Generalization requires understanding sources of variation that may amplify or dampen intervention effects (Stuart et al., 2011; Tipton, 2012; Tipton & Olsen, 2018). Cronbach identified four classes of contextual variables that could potentially affect the size of intervention effects. They include variations in unit (or participants), treatment (or versions of the intervention), outcome, and/or setting (UTOS) characteristics. For example, the effects of an intervention may vary for students with learning disabilities compared to students with autism, when implemented in small groups versus individually, when delivered with reading specialist versus a paraprofessional, and/or the combination of these characteristics combined.

To fully inform policy and practice about the effectiveness of programs and interventions, researchers should examine treatment effect heterogeneity across key learner populations, treatment variations, outcomes, and settings. It seems to us that this is just the type of information policymakers and practitioners want to know: Does this intervention work for students with autism? Does it work when implemented in small groups? However, researchers seldom design series of conceptual replication studies that systematically examine effect heterogeneity across key moderator variables. And if one researcher or research team were to design such a series of studies, it would take them many years if not decades to conduct studies examining all the possible combinations of key moderator variables to fully examine effect heterogeneity.

In the first stage of SERA2, we worked with a Consensus Panel to identify key moderator variables across which to examine effect heterogeneity for repeated reading, a commonly used intervention to improve reading performance for students with learning disabilities. The Consensus Panel included six experts in repeated reading and/or reading instruction for culturally and linguistically students with learning disabilities. Panel members attended a two-day meeting at the University of Virginia to develop an initial list of key moderator variables for repeated reading. We will then use this list of hypothesize moderators to design a series of conceptual replication studies to investigate systematic sources of effect heterogeneity for repeated for students with learning disabilities. Drs. Scott Ardoin (University of Georgia), Young-Suk Kim (University of California-Irvine), Endia Lindo (Texas Christian University), Michael Solis (University of California-Riverside), Elizabeth Stevens (University of Kansas), and Jade Wexler (University of Maryland) participated in a Nominal Group Technique to develop initial consensus on the most important moderator variables moderator variables. Nominal Group Techniques involve four stages: idea generation, nomination, discussion, and ranking. Day 1 ended with experts ranking the importance of nominated moderator variables in each of the UTOS categories. After sharing the results of the rankings, our group of experts re-nominated, re-discussed, and re-ranked key moderator variables for repeated reading in Day 2. The highest ranked variables in each UTOS category at the end of Day 2 were:

  • Units: students with learning disabilities with low vs. high decoding skills
  • Treatments: (a) difficulty of passages and (b) modelling skilled reading of passages (tie)
  • Observations: type of oral reading fluency measure
  • Settings: individual vs. group administration

Using these variables, co-PI Dr. Vivian Wong and Project Consultant Dr. Peter Steiner (University of Maryland) are developing a series of conceptual replication studies (an integrated replication design) to systematically investigate the effects of repeated reading across the many combinations of the levels of these variables. We will then be conducting focus groups with practitioners with experience teaching repeated reading and a broader group of researchers with expertise in reading intervention to garner feedback on the selected moderator variables and the draft integrated replication design. In the second stage of the project, we will involve SERA research partners to crowdsource piloting of selected studies in the integrated replication. 
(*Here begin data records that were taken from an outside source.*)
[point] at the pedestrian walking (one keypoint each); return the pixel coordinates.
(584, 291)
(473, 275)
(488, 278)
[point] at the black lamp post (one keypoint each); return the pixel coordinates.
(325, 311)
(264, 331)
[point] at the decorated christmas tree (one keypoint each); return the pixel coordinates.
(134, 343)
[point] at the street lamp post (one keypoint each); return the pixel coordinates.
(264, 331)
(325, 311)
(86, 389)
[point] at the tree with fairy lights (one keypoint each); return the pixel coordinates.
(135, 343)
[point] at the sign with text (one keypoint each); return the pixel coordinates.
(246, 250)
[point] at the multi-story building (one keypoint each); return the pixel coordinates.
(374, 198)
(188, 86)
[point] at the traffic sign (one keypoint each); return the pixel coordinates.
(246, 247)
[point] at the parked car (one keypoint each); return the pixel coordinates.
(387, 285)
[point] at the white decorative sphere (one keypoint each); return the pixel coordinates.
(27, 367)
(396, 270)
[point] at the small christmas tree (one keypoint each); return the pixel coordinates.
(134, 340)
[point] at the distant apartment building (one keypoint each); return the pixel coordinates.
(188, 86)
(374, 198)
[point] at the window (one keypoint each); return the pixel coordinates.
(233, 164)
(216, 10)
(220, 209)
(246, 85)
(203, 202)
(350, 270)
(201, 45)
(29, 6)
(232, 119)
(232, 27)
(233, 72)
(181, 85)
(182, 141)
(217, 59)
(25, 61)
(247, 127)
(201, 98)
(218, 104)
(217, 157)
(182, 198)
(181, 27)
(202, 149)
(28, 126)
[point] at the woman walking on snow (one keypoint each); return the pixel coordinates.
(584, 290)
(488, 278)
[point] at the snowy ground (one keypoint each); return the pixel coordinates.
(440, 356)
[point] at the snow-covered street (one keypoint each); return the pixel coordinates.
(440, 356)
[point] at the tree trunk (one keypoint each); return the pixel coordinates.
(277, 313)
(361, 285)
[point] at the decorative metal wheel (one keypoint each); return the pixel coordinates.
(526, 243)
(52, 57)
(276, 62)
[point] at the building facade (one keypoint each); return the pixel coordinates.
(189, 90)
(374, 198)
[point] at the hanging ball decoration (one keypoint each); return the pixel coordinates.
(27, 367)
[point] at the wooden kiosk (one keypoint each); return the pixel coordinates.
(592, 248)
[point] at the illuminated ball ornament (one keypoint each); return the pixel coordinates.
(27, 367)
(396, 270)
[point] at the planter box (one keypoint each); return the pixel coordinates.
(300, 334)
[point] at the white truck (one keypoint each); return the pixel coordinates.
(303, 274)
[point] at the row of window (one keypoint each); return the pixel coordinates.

We will be providing progress updates as here as the project progresses and are excited about the potential of identifying key moderator variables for other commonly used interventions in special education, with the ultimate goal informing policy and practice by crowdsourcing studies across many research teams to systematically examine effect heterogeneity in a short time frame.

Crowdsourcing & Open Science

Educators strive to improve and maximize the learning outcomes of their students by applying effective instructional practices. Although no instructional approach is universally effective, some teaching practices are more effective than others. Therefore, it is important to reliably identify and prioritize the most effective instructional practices for populations of learners. Rigorous experimental research is generally agreed to be the most reliable approach for identifying “what works” in education. However, it is important to recognize that scientific research has important limitations and does not always generate valid findings.

In large-scale replication projects in psychology and other fields, researchers often failed to replicate the findings of previously conducted studies (e.g., Klein et al., 2018; Open Science Collaboration, 2015), casting doubt on the validity of research findings. Researchers, including those in education, have also reported using a variety of questionable research practices such as p-hacking (exploring different ways to analyze data until desired results are obtained), selective-outcomes reporting (only reporting analysis with desired results), and hypothesizing after results are known (HARKing; e.g., Fraser et al., 2018; John et al., 2012; Makel et al., 2019), all of which increase the likelihood of false positive findings (Simmons et al., 2011). Moreover, research studies in education often involve relatively small and underpowered samples that do not adequately represent the population being studied, which further threatens the validity of study findings. Finally, most published research lies behind a paywall, inaccessible to many practitioners and policymakers (Piwowar et al., 2018), which reduces the potential application and impact of research. Open science and crowdsourcing are two related developments in research that aim to address these issues and improve the validity and impact of research.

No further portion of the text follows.